Management and conservation of populations of animals requires information on where they are, why they are there, and where else they could be. These objectives are typically approached by collecting data on the animals' use of space, relating these positional data to prevailing environmental conditions and employing the resulting statistical models to predict usage at other geographical regions. Technical advances in wildlife telemetry have accomplished manifold increases in the amount and quality of available data, creating the need for a statistical framework that can use them to make population-level inferences for habitat preference and space-use. This has been slow-in-coming because wildlife telemetry data are spatio-temporally autocorrelated, often unbalanced, presence-only observations of behaviourally complex animals, responding to a multitude of cross-correlated environmental variables.
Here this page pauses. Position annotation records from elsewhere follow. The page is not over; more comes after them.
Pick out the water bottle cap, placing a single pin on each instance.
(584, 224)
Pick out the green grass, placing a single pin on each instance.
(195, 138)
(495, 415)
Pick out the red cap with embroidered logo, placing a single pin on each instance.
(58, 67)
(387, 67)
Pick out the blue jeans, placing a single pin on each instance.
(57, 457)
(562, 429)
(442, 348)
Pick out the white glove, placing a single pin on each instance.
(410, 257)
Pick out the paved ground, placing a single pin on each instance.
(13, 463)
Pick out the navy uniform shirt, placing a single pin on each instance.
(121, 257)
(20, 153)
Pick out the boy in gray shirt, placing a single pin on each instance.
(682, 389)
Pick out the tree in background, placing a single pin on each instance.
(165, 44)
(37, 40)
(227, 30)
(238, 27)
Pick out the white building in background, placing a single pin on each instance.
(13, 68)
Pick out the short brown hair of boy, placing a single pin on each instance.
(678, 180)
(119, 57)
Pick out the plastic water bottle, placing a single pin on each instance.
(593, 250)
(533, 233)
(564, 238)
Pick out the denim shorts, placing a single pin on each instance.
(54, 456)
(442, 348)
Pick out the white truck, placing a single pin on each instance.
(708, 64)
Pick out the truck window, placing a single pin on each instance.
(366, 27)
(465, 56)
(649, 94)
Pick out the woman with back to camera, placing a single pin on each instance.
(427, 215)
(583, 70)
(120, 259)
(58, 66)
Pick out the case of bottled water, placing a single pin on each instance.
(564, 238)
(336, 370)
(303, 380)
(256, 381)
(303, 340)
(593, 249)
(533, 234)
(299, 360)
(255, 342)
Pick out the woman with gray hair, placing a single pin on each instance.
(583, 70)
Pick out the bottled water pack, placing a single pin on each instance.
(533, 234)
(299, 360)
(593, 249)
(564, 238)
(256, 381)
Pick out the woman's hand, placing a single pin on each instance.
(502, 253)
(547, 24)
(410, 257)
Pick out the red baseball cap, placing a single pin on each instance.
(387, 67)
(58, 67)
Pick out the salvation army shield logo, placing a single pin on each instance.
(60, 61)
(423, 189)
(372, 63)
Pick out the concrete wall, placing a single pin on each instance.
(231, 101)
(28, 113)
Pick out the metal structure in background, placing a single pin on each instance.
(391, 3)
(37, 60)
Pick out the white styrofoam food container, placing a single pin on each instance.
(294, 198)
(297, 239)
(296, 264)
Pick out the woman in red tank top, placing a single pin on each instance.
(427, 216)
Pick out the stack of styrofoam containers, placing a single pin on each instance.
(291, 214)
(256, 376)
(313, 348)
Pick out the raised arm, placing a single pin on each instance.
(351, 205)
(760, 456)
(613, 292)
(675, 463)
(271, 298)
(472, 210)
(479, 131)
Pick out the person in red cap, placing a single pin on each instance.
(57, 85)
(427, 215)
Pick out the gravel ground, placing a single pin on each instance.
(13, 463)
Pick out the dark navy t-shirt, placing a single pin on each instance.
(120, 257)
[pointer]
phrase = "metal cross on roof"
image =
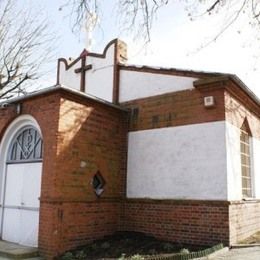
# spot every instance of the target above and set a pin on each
(82, 70)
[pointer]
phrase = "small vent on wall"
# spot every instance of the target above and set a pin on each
(209, 101)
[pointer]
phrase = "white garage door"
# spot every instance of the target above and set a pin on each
(22, 188)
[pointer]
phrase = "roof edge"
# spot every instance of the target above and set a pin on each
(202, 83)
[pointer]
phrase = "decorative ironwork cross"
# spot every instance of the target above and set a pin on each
(82, 70)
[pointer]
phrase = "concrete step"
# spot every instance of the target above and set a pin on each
(10, 250)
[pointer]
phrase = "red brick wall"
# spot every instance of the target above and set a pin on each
(244, 219)
(76, 130)
(175, 109)
(190, 222)
(91, 137)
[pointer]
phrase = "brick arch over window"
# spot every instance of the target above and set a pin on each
(26, 145)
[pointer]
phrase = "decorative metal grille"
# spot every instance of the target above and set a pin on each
(245, 162)
(26, 146)
(98, 183)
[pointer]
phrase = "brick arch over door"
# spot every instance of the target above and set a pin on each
(21, 169)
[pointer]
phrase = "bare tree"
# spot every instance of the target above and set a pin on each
(137, 16)
(25, 46)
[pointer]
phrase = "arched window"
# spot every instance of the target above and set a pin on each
(245, 150)
(26, 146)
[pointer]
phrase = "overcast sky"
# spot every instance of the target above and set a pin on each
(175, 41)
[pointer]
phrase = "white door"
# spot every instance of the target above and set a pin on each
(20, 222)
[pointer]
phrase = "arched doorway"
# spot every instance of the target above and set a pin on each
(21, 184)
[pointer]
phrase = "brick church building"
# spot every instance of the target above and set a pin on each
(115, 147)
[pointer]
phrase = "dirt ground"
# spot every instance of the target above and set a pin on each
(127, 244)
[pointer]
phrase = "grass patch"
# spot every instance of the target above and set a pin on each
(130, 245)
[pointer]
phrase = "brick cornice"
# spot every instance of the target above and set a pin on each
(234, 86)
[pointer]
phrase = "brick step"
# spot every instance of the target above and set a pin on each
(10, 250)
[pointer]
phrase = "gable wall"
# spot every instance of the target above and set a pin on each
(91, 137)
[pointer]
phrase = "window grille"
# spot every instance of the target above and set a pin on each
(26, 146)
(245, 161)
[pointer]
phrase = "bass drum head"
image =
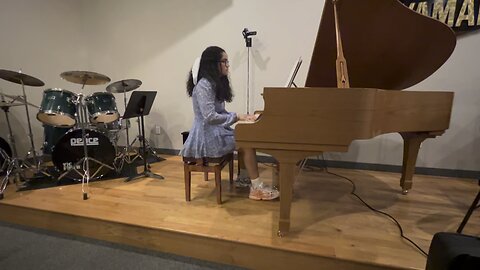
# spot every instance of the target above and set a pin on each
(69, 150)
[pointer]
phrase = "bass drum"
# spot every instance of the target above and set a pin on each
(69, 150)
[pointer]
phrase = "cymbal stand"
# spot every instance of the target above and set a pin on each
(12, 164)
(83, 163)
(32, 151)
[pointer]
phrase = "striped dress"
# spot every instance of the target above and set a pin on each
(211, 134)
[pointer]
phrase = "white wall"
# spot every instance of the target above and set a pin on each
(157, 41)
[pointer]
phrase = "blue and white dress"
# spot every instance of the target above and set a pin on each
(211, 134)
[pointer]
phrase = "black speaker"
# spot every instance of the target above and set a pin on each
(454, 251)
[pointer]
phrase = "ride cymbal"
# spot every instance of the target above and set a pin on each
(85, 77)
(19, 78)
(124, 86)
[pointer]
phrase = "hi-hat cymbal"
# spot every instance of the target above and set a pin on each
(124, 86)
(8, 104)
(18, 77)
(85, 77)
(17, 98)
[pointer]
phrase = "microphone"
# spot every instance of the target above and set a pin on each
(246, 35)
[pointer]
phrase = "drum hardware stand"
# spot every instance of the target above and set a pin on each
(84, 162)
(139, 105)
(37, 162)
(13, 163)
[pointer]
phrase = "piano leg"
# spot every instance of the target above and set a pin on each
(287, 161)
(286, 175)
(411, 145)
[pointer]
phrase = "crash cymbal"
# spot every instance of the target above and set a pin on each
(124, 86)
(85, 77)
(19, 77)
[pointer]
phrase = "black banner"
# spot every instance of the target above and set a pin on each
(460, 15)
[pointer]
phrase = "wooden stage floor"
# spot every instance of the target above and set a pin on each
(330, 228)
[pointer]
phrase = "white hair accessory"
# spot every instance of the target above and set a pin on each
(195, 67)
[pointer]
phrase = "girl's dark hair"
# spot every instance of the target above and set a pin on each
(209, 69)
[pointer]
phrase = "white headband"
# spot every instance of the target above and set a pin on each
(195, 67)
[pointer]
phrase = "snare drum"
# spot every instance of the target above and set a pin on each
(58, 108)
(69, 150)
(102, 107)
(51, 135)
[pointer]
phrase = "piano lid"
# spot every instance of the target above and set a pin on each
(386, 45)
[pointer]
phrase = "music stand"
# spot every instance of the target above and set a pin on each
(139, 105)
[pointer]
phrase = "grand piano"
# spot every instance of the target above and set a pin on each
(365, 53)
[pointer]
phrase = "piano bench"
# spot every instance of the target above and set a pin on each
(206, 165)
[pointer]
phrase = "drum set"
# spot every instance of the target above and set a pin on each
(81, 132)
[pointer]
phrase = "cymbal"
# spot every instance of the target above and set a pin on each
(124, 86)
(15, 98)
(18, 77)
(7, 104)
(85, 77)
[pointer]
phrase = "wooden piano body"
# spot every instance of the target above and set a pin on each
(301, 122)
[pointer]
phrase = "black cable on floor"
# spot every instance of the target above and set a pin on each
(354, 187)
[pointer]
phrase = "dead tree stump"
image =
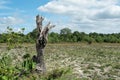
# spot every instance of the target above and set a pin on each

We review the evolution of regression models for the analysis of space-use and habitat preference and outline the essential features of a framework that emerges naturally from these foundations. This allows us to derive a relationship between usage of points in geographical space and preference of habitats in environmental space. Within this framework, we discuss eight challenges, inherent in the spatial analysis of telemetry data and, for each, we propose solutions that can work in tandem. Specifically, we propose a logistic, mixed-effects approach that uses generalized additive transformations of the environmental covariates and is fitted to a response data-set comprising the telemetry and simulated observations, under a case-control design.
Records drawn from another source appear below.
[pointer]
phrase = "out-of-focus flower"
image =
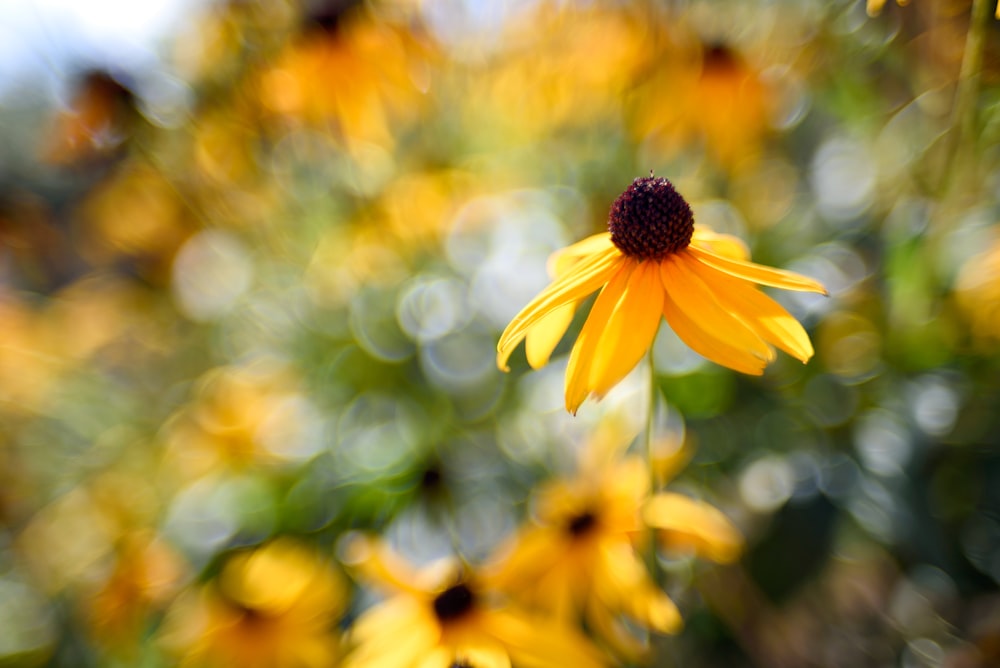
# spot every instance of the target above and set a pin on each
(145, 574)
(98, 120)
(35, 350)
(716, 98)
(652, 264)
(351, 72)
(564, 64)
(977, 291)
(230, 423)
(273, 607)
(580, 555)
(443, 616)
(136, 213)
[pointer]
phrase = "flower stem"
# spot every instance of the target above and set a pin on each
(963, 113)
(654, 395)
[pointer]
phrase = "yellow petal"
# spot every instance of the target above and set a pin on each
(586, 277)
(758, 273)
(415, 640)
(766, 317)
(562, 260)
(723, 244)
(693, 525)
(538, 643)
(698, 303)
(374, 561)
(584, 351)
(630, 330)
(622, 580)
(543, 337)
(439, 657)
(484, 655)
(706, 345)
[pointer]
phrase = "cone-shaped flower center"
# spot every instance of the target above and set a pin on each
(453, 602)
(581, 524)
(650, 220)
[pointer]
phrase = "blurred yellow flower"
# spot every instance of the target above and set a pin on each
(239, 418)
(96, 123)
(580, 555)
(273, 607)
(350, 72)
(145, 574)
(712, 96)
(653, 263)
(444, 617)
(977, 291)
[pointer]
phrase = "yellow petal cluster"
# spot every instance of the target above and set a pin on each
(707, 292)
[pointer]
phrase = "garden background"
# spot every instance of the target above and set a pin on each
(254, 266)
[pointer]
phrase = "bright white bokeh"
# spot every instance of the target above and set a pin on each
(43, 41)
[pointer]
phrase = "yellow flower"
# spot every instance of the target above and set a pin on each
(270, 608)
(714, 98)
(653, 263)
(444, 617)
(977, 291)
(581, 553)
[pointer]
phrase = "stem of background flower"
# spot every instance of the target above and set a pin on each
(654, 395)
(654, 479)
(963, 112)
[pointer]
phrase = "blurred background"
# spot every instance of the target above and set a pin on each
(255, 258)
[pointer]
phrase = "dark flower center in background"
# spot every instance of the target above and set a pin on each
(579, 525)
(453, 602)
(718, 57)
(650, 220)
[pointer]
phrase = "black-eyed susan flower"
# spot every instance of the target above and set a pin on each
(445, 617)
(97, 122)
(708, 96)
(653, 263)
(977, 291)
(274, 607)
(580, 555)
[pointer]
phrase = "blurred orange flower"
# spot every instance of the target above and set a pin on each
(146, 573)
(357, 74)
(652, 264)
(977, 291)
(273, 607)
(443, 616)
(715, 97)
(233, 421)
(580, 555)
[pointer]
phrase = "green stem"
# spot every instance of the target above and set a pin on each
(654, 395)
(963, 115)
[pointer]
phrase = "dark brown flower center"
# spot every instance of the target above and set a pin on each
(650, 220)
(453, 602)
(581, 524)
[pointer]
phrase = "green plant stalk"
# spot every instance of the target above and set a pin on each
(963, 117)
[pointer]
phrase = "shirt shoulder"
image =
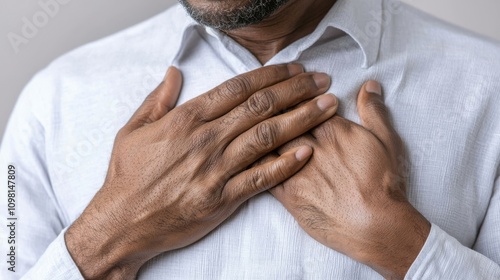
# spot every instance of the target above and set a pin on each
(155, 39)
(429, 38)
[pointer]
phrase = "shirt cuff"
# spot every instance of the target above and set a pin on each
(56, 263)
(443, 257)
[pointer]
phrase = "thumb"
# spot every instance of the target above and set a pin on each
(374, 114)
(159, 102)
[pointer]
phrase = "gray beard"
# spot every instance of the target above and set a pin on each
(253, 12)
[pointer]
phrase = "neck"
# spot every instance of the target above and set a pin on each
(296, 19)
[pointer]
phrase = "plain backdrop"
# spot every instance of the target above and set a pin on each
(76, 22)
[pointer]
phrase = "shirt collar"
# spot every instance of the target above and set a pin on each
(360, 19)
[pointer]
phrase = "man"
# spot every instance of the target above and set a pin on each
(183, 194)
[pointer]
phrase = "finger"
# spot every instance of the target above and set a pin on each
(159, 102)
(269, 101)
(263, 177)
(375, 117)
(235, 91)
(272, 133)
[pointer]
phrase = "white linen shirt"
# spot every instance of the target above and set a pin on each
(441, 85)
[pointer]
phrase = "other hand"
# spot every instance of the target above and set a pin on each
(351, 196)
(176, 174)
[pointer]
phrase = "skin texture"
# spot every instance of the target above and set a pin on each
(351, 196)
(176, 174)
(292, 21)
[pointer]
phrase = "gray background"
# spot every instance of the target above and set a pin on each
(78, 22)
We apply this framework to a non-trivial case-study using satellite-tagged grey seals Halichoerus grypus from the east coast of Scotland. We perform model selection by cross-validation and confront our final model's predictions with telemetry data from the same, as well as different, geographical regions. We conclude that, despite the complex behaviour of the study species, flexible empirical models can capture the environmental relationships that shape population distributions.